Labate and Marini used machine learning to train a computer to recognize astrocyte cells in images, similar to how recognition software identifies objects like cars or people in photographs. Once the computer found an astrocyte, it measured 15 structural features – including size, elongation and branching properties to better understand how they were different.
The team then applied the computer model to identify subpopulations of astrocytes in the nucleus accumbens, a region of the brain associated with drug relapse. The model could determine the cells’ origin with 80% accuracy, suggesting that astrocytes are not a homogenous group as once thought. Instead, their structure — specifically their shape and size — appears to vary by location and may be linked to differences in function.

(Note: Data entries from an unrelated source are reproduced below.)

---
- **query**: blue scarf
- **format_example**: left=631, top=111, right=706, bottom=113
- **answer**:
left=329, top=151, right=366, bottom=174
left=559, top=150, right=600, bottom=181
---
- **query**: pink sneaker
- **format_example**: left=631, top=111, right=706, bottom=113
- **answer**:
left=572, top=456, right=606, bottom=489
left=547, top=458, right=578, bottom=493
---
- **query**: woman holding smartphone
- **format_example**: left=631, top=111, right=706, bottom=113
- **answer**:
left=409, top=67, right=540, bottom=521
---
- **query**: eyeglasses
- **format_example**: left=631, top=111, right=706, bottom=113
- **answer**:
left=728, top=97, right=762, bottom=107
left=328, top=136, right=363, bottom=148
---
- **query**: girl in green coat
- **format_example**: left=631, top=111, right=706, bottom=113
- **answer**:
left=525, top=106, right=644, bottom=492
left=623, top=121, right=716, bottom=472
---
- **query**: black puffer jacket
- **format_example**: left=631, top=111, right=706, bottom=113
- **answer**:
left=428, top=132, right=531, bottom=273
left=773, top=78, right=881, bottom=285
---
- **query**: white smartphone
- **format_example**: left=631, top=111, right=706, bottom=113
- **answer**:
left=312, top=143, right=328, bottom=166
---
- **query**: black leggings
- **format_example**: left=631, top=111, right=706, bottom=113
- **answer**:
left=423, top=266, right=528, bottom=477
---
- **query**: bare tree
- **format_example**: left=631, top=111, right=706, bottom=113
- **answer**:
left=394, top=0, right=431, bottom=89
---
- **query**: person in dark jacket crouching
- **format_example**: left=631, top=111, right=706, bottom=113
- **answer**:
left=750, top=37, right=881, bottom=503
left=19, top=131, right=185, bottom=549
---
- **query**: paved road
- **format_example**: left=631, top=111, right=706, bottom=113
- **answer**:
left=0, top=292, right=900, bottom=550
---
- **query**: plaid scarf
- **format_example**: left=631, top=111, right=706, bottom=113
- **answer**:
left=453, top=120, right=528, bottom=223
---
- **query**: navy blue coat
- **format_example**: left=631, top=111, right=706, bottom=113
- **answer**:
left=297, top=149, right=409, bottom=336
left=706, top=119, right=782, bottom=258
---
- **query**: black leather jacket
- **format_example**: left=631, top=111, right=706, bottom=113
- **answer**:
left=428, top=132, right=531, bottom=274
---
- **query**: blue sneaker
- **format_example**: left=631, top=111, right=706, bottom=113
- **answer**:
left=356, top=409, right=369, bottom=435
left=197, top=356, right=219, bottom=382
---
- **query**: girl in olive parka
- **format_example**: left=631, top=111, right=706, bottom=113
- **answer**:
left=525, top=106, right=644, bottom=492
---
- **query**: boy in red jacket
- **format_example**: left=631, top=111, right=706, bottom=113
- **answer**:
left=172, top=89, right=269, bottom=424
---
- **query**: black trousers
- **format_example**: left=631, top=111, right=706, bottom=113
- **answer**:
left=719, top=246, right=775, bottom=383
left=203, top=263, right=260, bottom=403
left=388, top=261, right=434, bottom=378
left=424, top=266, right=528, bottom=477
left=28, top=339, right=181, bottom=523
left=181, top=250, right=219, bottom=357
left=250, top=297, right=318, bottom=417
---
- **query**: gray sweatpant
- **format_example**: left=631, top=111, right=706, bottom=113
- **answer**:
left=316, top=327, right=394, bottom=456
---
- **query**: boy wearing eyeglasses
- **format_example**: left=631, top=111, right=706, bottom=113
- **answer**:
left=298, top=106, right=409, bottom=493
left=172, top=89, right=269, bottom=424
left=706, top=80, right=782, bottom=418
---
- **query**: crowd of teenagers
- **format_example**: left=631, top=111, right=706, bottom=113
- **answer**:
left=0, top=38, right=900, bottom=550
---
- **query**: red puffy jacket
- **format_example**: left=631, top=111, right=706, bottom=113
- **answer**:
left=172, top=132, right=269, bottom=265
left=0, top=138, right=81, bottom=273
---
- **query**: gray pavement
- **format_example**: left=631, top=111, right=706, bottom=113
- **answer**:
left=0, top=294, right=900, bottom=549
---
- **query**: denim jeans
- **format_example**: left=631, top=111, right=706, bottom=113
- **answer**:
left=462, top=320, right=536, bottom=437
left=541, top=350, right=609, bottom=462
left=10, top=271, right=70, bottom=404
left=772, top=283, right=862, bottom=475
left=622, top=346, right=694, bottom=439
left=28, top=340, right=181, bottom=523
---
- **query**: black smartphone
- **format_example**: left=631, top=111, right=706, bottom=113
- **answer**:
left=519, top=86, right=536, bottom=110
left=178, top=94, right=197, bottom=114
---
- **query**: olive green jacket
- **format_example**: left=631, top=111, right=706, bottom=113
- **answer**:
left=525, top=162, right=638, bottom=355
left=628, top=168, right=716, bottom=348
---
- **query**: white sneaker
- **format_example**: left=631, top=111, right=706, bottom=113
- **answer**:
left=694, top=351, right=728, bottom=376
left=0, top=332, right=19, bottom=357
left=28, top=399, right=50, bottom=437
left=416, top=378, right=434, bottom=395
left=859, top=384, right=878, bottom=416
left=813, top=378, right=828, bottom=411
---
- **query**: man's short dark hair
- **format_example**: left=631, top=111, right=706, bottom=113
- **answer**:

Using the animal model and the knowledge gained from the computer models, they found these astrocyte subpopulations appear to shrink and become less malleable after exposure to heroin.
“These data suggest that heroin is doing something molecularly that makes astrocytes less able to respond to synaptic activity and maintain homeostasis,” Kruyer said.
Next Steps
As the team continues to uncover the specific mechanisms of astrocytes, their findings could inform the development of new treatments for addiction – aimed at restoring or replacing the normal functions of astrocytes that are disrupted by heroin exposure.
Additionally, the machine learning method Labate and Marini developed can be adapted and applied to other types of cells with intricate structures.
“By enabling precise quantification and comparison of single-cell morphological features, this approach opens the door to the development of novel techniques for identifying cellular or molecular biomarkers that reflect biological processes, disease states or responses to therapeutic interventions,” Labate said. “More broadly, our work introduces a new quantitative framework for uncovering and validating fundamental mechanistic models underlying complex brain conditions, such as drug addiction.”
For Marini, the work with the UC team emphasized the importance of interdisciplinary collaboration in advancing brain research.
“Collaborating with the University of Cincinnati on this study has been incredibly rewarding,” Marini said. “By uncovering how astrocytes are altered by heroin use, we’re opening new doors not just for addiction research, but for understanding the brain’s response to a wide range of drugs and neurological conditions. This kind of work is essential for developing better drug addiction treatments in the future.”